3. Les Majeurs Incapables

Loi ivoirienne de 2023 sur les majeurs protégées (abroge anciens régimes français).

  • Majeur non protégé : Capable d'accomplir tous les actes. Son consentement doit être sain d'esprit (Art. 6). Preuve d'un trouble mental au moment de l'acte pour annulation.
  • Majeur protégé : Protection spéciale si l'état l'exige (altération des facultés mentales/corporelles, prodigalité, intempérance).
    • Sauvegarde de justice : Protection temporaire (3 mois, renouvelable). Le majeur conserve ses droits mais ne peut faire certains actes pour lesquels un mandataire spécial est désigné (sous peine de nullité).
    • Curatelle : Le majeur est assisté ou contrôlé pour certains actes importants. Le curateur assiste ; l'acte fait seul est annulable (nullité relative, 5 ans).
    • Tutelle : Le majeur est représenté de manière continue. Le tuteur agit en son nom. Les actes passés seul après l'ouverture de la tutelle sont nuls. Le mariage est soumis à autorisation.

C. L'Objet du Contrat

L'objet est ce à quoi le débiteur est tenu envers le créancier. Sa validité suppose qu'il soit déterminé, possible, licite et existe.

1. Caractères Requis de l'Objet

  • Déterminé : Les parties doivent connaître l'étendue de leurs obligations. Peut être déterminable au moment de l'exécution (ex: contrats de fourniture).
  • Possible : L'objet doit être réalisable matériellement. Nullité uniquement en cas d'impossibilité absolue. L'impossibilité relative engage la responsabilité contractuelle.
  • Existant : Doit exister au moment du contrat. Exceptionnellement, peut porter sur une chose future (Art. 1130 al. 1 C. Civ.), sauf pactes sur succession future.
  • Licite : L'objet doit être dans le commerce juridique (Art. 1128 C. Civ.). Sont illicites les choses dont la vente est interdite (vénéneuses, organes humains, drogues) ou immorales.
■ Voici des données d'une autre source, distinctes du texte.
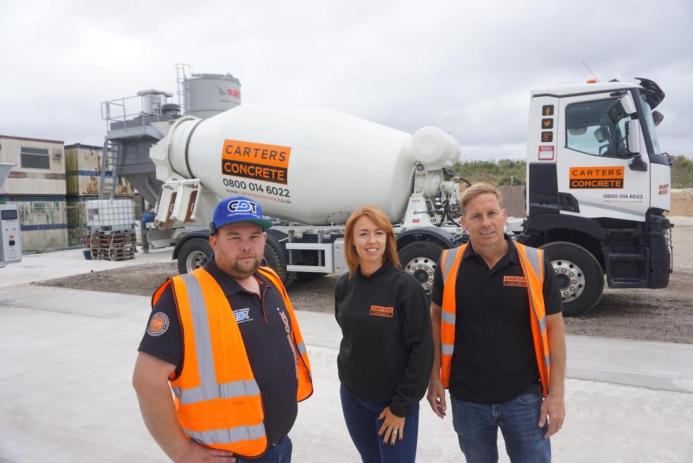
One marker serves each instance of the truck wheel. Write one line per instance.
(193, 254)
(275, 258)
(578, 274)
(420, 259)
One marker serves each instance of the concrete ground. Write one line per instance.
(66, 359)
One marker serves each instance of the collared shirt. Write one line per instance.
(265, 328)
(494, 357)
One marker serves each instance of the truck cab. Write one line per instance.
(598, 186)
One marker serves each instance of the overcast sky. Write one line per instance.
(466, 67)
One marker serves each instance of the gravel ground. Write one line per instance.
(657, 315)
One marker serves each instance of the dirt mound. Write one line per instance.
(681, 203)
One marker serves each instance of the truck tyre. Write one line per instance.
(578, 274)
(275, 258)
(193, 254)
(420, 260)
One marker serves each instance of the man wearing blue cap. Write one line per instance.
(225, 340)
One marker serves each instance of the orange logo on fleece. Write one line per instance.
(509, 280)
(380, 311)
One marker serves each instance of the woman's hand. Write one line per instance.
(393, 426)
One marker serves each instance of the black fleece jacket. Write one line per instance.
(386, 353)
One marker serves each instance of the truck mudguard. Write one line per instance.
(544, 222)
(186, 237)
(426, 234)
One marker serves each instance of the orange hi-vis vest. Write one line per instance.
(532, 263)
(218, 403)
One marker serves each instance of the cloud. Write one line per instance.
(465, 67)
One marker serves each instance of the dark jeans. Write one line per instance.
(362, 421)
(477, 430)
(277, 453)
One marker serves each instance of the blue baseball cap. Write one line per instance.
(237, 209)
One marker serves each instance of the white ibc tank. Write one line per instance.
(110, 214)
(306, 165)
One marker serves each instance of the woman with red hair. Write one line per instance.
(386, 353)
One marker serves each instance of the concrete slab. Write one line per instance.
(67, 358)
(44, 266)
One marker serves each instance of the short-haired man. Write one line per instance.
(225, 340)
(499, 338)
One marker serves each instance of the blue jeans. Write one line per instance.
(362, 421)
(277, 453)
(477, 430)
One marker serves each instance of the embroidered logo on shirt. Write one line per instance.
(158, 324)
(380, 311)
(242, 315)
(509, 280)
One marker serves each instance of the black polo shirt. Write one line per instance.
(494, 356)
(263, 322)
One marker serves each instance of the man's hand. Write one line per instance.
(436, 396)
(195, 453)
(393, 426)
(553, 410)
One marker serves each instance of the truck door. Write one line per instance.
(594, 163)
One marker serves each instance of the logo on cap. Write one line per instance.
(241, 206)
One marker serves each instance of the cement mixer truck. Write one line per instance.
(597, 186)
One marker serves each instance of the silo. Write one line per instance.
(207, 95)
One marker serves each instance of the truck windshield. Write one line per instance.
(646, 119)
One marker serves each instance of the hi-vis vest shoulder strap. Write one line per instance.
(532, 263)
(217, 399)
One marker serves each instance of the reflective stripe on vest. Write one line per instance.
(228, 436)
(531, 261)
(450, 262)
(216, 391)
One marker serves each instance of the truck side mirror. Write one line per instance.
(628, 105)
(633, 136)
(657, 117)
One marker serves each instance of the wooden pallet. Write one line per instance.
(112, 245)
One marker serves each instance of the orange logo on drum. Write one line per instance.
(257, 161)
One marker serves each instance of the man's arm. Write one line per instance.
(150, 380)
(436, 391)
(553, 406)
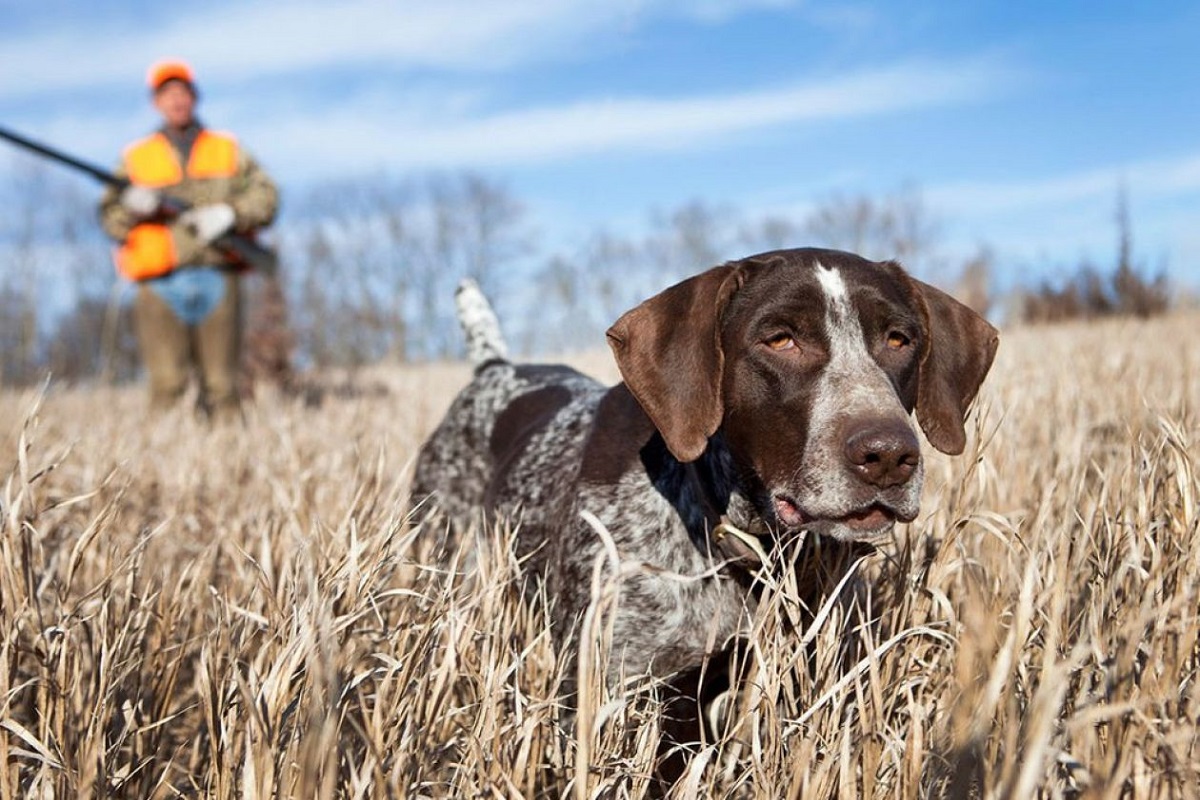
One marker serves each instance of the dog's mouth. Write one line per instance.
(871, 521)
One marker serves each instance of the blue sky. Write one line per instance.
(1017, 120)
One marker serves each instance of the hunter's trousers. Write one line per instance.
(171, 347)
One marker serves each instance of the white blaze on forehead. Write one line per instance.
(844, 329)
(832, 283)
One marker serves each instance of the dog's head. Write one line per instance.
(810, 362)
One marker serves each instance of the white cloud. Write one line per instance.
(243, 41)
(375, 137)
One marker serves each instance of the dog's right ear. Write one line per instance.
(669, 352)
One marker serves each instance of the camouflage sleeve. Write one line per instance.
(255, 198)
(114, 218)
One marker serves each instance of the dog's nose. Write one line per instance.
(883, 453)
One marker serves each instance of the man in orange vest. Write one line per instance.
(187, 312)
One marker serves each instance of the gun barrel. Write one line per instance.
(244, 248)
(53, 154)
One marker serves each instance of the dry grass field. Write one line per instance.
(250, 613)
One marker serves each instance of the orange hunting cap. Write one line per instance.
(163, 71)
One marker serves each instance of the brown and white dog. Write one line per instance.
(771, 395)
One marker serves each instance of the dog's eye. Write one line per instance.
(781, 342)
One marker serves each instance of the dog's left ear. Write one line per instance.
(961, 347)
(669, 352)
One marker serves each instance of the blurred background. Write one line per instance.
(1038, 160)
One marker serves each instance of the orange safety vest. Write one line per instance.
(149, 251)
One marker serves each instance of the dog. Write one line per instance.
(767, 396)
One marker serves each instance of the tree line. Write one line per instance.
(369, 269)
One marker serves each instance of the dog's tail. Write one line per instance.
(479, 323)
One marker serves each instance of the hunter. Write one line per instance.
(192, 192)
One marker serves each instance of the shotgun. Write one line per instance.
(237, 246)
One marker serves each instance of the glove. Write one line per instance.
(141, 200)
(209, 222)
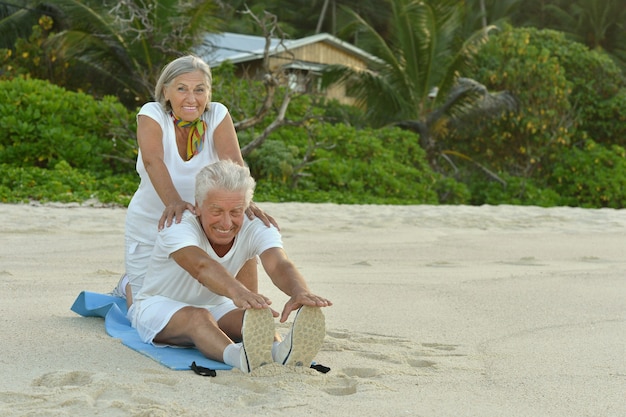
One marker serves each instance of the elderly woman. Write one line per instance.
(178, 134)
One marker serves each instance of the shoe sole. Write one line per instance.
(307, 336)
(257, 334)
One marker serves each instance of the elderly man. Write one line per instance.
(190, 296)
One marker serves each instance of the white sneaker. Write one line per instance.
(120, 289)
(304, 339)
(257, 333)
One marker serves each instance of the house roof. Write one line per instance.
(237, 48)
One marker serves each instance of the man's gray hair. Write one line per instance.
(179, 66)
(224, 175)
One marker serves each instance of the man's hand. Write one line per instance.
(303, 299)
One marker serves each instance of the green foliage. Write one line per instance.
(591, 176)
(523, 143)
(515, 191)
(42, 124)
(63, 183)
(351, 165)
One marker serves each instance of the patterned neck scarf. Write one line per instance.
(195, 140)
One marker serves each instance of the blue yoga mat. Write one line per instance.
(113, 310)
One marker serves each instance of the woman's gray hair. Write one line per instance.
(180, 66)
(224, 175)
2. Le Défaut d'Équivalence : La Lésion

Préjudice résultant d'un défaut d'équivalence des prestations au moment de la conclusion du contrat. La lésion est un vice originel.

  • La lésion n'est pas admise dans les contrats à titre gratuit ou aléatoires ("l'aléa chasse la lésion").
  • Principe : L'Art. 1118 C. Civ. dispose que la lésion n'est pas une cause de nullité des contrats (justifié par l'autonomie de la volonté et la sécurité juridique).
  • Exceptions :
    • Légales : Pour certaines personnes (ex: mineurs, Art. 33 loi minorité), ou certains contrats (ex: partage, vente d'engrais, vente d'immeuble pour lésion de plus des 7/12).
    • Jurisprudentielles : Réduction des salaires/honoraires des mandataires, rescision dans certains contrats aléatoires (si l'aléa a disparu).
  • Sanctions :
    • Rescision : Forme de nullité relative, action du contractant lésé, prescription plus courte (ex: 2 ans pour vente d'immeuble). Possibilité de rachat du contrat pour éviter la rescision.
    • Révision : La loi peut imposer une révision du prix (ex: cession de droits d'auteur).

D. La Cause dans les Obligations Contractuelles

La cause est la raison pour laquelle on contracte. Le droit positif fait coexister deux notions : la cause classique (objective) et la cause moderne (subjective).

1. Notion de Cause

La cause est la raison pour laquelle on contracte, le but poursuivi par les parties (Art. 1131 à 1133 C. Civ.).

2. La Notion Classique de Cause (Objective)

Le but immédiat, abstrait et identique pour un même type de contrat. C'est la causa proxima.

  • Dans les contrats synallagmatiques, la cause de l'obligation de l'une est l'obligation de l'autre (ex: paiement du prix contre propriété).
  • Dans les contrats réels, la cause est la remise de la chose.
  • Dans les contrats à titre gratuit, la cause est l'intention libérale.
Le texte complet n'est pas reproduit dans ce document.